The MySQL Conference was held again at the Santa Clara Convention Center. As always, it was a great conference, with so many good talks in parallel tracks that it made choosing difficult. Here’s a link to the slides.
The Santa Clara Convention Center is not near any restaurants, so you have to rely on the conference lunches. Fortunately, they were pretty good this year (less sandwiches than last year.) However, it was often hard to find a coffee urn that wasn’t empty, so that was annoying.
My conference blog posts tend to focus on talks in the tracks that I attended and BOFs. Click on the “Conferences” category on the right-hand side to see my posts on previous conferences.
Monday, April 23
Tutorial: Scaling and High Availability Architectures, Jeremy Cole and Eric Bergen, ProvenScaling.com
A good tutorial on large-scale database architectures popular with the Web 2.0 crowd.
- Hash Partitioning
- Directory Partitioning
- HiveDB Java project started by Cole, contributions from clients
Tutorial: Wikipedia: Site Internals, Configuration and Code Examples, and Management Issues, Domas Mituzas
This was a very funny talk on how Wikipedia handles scaling and performance.
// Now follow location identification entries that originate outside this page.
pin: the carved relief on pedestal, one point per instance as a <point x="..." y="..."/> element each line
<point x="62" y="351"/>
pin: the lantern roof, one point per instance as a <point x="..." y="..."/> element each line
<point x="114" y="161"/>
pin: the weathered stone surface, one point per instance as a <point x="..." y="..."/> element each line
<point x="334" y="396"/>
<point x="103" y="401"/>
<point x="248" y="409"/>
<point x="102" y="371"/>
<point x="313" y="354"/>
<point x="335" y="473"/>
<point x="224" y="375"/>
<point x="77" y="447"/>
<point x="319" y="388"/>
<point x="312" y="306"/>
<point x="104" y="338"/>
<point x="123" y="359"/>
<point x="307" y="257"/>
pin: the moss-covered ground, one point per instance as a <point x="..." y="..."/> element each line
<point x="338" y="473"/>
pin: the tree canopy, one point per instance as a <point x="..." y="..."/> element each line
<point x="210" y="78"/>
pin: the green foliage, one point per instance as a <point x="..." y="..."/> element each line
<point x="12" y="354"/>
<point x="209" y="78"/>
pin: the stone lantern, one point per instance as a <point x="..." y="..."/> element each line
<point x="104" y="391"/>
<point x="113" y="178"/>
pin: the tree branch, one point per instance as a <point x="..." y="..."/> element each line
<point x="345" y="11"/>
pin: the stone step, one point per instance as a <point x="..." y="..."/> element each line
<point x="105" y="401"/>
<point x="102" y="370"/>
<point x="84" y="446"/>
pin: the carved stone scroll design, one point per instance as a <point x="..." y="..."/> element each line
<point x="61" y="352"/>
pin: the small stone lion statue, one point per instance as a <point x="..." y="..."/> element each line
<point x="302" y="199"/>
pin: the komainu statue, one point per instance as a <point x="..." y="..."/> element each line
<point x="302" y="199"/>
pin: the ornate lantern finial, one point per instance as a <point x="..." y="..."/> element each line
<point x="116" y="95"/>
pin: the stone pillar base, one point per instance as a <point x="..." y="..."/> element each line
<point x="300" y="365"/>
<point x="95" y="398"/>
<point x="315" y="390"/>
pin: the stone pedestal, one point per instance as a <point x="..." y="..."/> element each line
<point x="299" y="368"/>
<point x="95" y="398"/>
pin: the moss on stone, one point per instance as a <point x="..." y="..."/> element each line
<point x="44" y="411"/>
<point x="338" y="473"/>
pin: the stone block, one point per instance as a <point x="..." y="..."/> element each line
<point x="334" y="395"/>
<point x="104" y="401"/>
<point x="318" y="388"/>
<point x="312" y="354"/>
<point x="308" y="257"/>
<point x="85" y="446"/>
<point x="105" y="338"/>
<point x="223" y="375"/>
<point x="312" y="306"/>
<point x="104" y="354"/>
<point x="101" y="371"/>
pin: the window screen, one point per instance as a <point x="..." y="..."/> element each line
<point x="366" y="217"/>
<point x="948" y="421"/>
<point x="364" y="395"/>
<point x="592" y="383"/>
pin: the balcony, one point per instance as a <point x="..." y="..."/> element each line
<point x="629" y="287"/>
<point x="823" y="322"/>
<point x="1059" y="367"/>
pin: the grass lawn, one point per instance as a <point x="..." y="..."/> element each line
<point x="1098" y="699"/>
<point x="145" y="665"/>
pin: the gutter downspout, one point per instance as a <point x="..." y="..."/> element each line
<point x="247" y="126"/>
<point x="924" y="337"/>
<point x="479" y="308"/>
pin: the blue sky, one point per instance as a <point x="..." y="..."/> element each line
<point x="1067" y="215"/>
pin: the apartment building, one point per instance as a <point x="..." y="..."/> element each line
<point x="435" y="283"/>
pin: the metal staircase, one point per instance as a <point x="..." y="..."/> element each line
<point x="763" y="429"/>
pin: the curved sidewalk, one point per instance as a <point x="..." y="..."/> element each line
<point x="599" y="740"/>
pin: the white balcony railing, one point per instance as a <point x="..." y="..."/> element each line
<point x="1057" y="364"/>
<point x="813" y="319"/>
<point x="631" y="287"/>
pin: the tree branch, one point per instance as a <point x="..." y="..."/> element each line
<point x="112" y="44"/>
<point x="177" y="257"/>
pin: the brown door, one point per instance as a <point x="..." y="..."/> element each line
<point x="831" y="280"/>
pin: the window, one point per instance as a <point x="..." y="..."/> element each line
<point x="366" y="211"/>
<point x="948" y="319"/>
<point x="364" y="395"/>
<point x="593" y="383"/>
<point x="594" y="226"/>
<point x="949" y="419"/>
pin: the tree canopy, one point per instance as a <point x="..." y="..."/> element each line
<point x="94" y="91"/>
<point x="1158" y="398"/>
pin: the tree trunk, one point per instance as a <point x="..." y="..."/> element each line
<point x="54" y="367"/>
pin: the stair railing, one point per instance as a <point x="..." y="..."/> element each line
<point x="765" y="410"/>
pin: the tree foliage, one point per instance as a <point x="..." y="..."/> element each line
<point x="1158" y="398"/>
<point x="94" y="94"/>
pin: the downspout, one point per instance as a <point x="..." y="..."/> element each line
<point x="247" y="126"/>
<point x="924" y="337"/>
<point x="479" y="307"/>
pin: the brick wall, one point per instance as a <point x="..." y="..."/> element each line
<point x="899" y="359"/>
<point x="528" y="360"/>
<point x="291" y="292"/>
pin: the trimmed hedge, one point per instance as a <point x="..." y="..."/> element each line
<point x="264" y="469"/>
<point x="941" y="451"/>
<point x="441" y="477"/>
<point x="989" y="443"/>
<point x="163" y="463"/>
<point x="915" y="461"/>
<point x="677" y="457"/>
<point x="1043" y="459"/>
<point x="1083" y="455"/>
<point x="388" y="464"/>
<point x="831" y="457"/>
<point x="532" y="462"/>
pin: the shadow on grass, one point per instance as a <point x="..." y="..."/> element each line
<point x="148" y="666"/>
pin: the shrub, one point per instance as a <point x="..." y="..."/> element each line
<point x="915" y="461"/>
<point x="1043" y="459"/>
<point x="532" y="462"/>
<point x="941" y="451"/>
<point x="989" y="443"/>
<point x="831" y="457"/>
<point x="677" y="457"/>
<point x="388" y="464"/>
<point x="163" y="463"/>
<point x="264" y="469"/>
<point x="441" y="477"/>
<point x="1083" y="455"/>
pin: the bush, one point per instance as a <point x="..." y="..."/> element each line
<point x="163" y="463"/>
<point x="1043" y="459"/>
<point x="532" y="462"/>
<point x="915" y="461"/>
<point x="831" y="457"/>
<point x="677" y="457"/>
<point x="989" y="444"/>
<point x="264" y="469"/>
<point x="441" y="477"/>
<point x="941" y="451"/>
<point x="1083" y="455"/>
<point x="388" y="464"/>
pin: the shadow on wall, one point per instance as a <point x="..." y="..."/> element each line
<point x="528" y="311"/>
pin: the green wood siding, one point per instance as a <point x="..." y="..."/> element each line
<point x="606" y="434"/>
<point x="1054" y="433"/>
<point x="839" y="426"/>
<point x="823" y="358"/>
Not intentionally funny, but ghetto database and system administration for when your project doesn’t have a lot of money or people.
Jimmy Wales’ SLA: wants “more up than down”
Downtime does not mean being fired, it means more donations,” because an error page soliciting donations is displayed.
One 9 is pretty good for Wikipedia site, most businesses aim for 5.
RAID0 fast, more storage, use replication.
RAID1 does not make sense because 1 hour
rebuild and could be dead.
RAIS
dc failure - get backup from mailing list users
security patches: if you can ping a server, or get a shell, you have bigger problems.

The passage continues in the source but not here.